The PCs cleared out this haunted barrow after hearing about it from from The Old Beldame/Elga Verniex. The ancient murals and cave paintings now serve as a monument to the ancient people who used to live in the surrounding lands.
The isolated barrow mound of a fallen barbarian warrior king has stood in this section of the Kamelands for untold thousands of years. Over time, the earth near the mound subsided, opening a crack in the side of the tomb and awakening the warlord’s undead guardians, who were sworn to defend their lord and his sepulcher even beyond death. The warlord, now known as the Lonely Warrior, had risen as an undead blasphemy himself. Still bound inside his crypt, he raged against the walls of his prison, dreaming dark dreams of conquest and blood. Yet for all their wrath and hatred, the undead of the Lonely Barrow had relatively little impact on the surrounding terrain. This, along with the fact that the tomb is not easily distinguished from the other grassy knolls dotting the landscape, meant that the barrow had gone undiscovered for many centuries, until the PCs found it and laid the undead to rest using aggressive negotiations.
The Lonely Barrow was the final resting place of an ancient barbarian warlord, his name long lost to history, who was interred in this crypt. Although the warlord was laid to rest in an impressive tomb along with his loyal guardsmen, the greedy brother who succeeded him claimed his fallen kin’s magic weapon as his own, neglecting to bury the warlord with his trusty weapon. Angered at this blasphemy and the desecration of his remains, the warlord’s spirit rose as an undead menace not long after. He sought out the treacherous brother, and although the stolen weapon became broken in the fight that followed, the undead warlord succeeded in killing the brother and returned to this cairn with his reclaimed weapon; he had stood eternal guard over his tomb ever since.
The Lonely Barrow’s interior is unlit and its ceilings average 7 feet high.
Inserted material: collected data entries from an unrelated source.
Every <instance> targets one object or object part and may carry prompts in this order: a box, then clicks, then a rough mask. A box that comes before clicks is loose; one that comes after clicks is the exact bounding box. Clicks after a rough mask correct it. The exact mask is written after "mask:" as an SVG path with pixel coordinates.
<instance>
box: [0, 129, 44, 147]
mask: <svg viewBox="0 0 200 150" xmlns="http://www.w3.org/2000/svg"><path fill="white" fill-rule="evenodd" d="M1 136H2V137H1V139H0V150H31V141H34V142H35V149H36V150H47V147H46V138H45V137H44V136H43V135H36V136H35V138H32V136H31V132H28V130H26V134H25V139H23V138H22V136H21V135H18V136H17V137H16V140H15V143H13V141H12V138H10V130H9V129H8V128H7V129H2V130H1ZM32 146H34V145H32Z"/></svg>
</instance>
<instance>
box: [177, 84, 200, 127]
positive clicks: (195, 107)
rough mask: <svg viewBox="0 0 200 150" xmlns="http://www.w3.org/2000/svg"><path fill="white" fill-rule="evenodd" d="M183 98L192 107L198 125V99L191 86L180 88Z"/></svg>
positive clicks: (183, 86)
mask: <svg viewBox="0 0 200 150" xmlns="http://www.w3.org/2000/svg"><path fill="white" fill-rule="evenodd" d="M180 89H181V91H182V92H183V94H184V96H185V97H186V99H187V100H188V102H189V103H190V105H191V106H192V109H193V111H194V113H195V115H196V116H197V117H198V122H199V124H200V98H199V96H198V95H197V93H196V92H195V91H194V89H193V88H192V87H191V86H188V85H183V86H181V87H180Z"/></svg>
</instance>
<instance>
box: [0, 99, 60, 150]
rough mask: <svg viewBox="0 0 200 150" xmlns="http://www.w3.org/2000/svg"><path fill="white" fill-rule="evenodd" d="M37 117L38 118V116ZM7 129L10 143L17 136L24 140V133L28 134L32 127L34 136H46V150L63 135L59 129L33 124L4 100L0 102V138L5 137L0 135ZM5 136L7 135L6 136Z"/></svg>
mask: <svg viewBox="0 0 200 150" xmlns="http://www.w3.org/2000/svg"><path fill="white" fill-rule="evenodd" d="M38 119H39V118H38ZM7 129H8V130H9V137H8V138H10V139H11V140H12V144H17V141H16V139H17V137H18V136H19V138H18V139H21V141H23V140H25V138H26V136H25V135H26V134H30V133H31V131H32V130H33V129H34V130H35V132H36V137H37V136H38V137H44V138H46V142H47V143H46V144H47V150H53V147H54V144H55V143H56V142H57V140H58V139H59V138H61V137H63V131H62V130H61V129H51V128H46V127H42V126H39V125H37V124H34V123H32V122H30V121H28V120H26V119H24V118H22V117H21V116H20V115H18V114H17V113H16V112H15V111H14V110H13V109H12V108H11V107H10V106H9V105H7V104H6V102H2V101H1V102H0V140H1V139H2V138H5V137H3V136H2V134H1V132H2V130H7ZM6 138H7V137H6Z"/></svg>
The walls of this octagonal chamber are decorated with crude mosaics of simple village life: hunting, fishing, and farming. The floor has been scraped clean though a faint tang of ammonia hangs in the air. Cobwebs and dust have been replaced with walkways and inscriptions.
F2. Central Chamber
Four tunnels exit this circular chamber in the cardinal directions. Four large monstrous faces, carved from stone, leer and grimace from each of the walls between the tunnel entrances. A skeleton sprawls face down in the middle of the room. A small plaque identifies the stone faces as representations of the four winds, incarnated as malevolent elemental spirits. The plaque further describes the trap which used to be a prominent feature of this room:
“Any living creatures entering the 10-foot-square area in the center of the room use to trigger a trap—the four faces seem to inhale deeply, then breathe out black tendrils of mist that sap the strength of any creature they touch. Nonliving creatures (such as constructs or undead) did not set off the trap.”
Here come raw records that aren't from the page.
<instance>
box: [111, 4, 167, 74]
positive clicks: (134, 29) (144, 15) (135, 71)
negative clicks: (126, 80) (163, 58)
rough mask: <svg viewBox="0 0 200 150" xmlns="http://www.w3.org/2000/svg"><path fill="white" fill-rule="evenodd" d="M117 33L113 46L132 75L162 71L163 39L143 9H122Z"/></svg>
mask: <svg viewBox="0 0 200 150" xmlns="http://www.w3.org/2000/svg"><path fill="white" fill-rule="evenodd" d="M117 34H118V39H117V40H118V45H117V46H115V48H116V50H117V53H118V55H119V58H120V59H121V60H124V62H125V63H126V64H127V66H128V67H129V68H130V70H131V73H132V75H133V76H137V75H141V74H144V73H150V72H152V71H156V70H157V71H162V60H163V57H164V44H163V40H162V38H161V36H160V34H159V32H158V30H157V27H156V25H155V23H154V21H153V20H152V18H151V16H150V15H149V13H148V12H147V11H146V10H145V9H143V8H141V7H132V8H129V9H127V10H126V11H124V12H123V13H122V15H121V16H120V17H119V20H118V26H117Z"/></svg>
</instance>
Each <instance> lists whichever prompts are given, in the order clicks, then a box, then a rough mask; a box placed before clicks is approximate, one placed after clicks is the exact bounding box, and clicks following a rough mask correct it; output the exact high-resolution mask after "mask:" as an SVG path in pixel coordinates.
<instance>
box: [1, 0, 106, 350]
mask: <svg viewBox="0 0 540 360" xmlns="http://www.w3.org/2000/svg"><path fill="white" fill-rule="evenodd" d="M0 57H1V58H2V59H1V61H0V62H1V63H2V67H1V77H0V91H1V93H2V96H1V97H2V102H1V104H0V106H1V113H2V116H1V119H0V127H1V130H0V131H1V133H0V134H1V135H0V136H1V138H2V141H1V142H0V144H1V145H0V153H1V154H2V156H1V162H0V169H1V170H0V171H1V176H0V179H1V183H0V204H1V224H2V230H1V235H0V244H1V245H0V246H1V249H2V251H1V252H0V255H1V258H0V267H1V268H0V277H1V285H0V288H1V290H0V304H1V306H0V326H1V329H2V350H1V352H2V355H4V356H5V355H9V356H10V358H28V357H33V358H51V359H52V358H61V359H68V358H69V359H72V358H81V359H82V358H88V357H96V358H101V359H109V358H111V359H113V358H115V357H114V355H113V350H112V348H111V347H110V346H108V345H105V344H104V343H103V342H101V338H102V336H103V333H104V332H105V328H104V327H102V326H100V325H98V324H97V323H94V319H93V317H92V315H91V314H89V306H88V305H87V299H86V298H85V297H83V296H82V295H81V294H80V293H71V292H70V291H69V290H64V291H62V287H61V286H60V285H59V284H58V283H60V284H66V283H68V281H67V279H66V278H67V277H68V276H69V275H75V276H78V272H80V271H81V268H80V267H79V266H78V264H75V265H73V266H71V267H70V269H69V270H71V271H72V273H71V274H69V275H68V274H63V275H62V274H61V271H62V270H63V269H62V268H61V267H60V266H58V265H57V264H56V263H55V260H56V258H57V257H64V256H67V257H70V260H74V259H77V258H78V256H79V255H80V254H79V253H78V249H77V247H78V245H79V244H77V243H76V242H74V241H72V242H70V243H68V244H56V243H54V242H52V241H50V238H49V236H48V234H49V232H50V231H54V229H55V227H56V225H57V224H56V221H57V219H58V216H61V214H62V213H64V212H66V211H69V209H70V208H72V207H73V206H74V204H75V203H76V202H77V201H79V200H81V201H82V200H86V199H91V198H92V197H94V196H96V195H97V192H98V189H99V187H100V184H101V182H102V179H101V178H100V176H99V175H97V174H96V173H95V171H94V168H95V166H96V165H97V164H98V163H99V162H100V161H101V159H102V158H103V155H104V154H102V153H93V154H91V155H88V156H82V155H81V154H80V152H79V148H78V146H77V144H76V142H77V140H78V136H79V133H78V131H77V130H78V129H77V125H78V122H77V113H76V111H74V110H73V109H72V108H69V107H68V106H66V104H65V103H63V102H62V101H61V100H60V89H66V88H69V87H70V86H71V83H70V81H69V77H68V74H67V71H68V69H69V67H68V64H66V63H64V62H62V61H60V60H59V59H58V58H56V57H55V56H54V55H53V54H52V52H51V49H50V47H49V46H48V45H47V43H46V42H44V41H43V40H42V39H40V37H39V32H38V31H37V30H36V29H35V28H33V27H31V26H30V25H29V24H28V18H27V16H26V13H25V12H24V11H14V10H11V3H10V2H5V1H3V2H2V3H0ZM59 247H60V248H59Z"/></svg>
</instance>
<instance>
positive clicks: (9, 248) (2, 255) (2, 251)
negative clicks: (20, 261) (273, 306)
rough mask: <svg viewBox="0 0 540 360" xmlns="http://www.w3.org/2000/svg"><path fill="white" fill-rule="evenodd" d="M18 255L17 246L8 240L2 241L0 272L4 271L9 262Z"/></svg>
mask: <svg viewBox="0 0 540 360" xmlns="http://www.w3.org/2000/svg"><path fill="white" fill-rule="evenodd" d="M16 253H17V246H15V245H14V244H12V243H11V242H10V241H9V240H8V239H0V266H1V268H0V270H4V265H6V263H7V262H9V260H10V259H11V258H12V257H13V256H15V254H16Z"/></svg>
The walls of each dusty chamber are decorated with mosaic scenes of hunting and battle. Six biers line the walls, the resting places of respected warriors. These two crypts house the remains of those warriors honored with the privilege and duty of joining their lord in death and defending his barrow.
F4. The Warrior’s Tomb
The walls of this chamber are adorned with a plethora of weapons, shields, armor, and restored banners and standards. Interspersed among the displayed arms are carved scenes of battle, pillage, and conquest. The carvings are caked in pigments that were once brightly colored, and have been painstakingly restored. At the far end of the room lies a stone catafalque upon which rests a sarcophagus. A plaque explains that after a great battle with the leaders of the kingdom, the remains of the warlord were interred within the (newly created) sarcophagus to ensure the ancient warrior’s long and peaceful rest.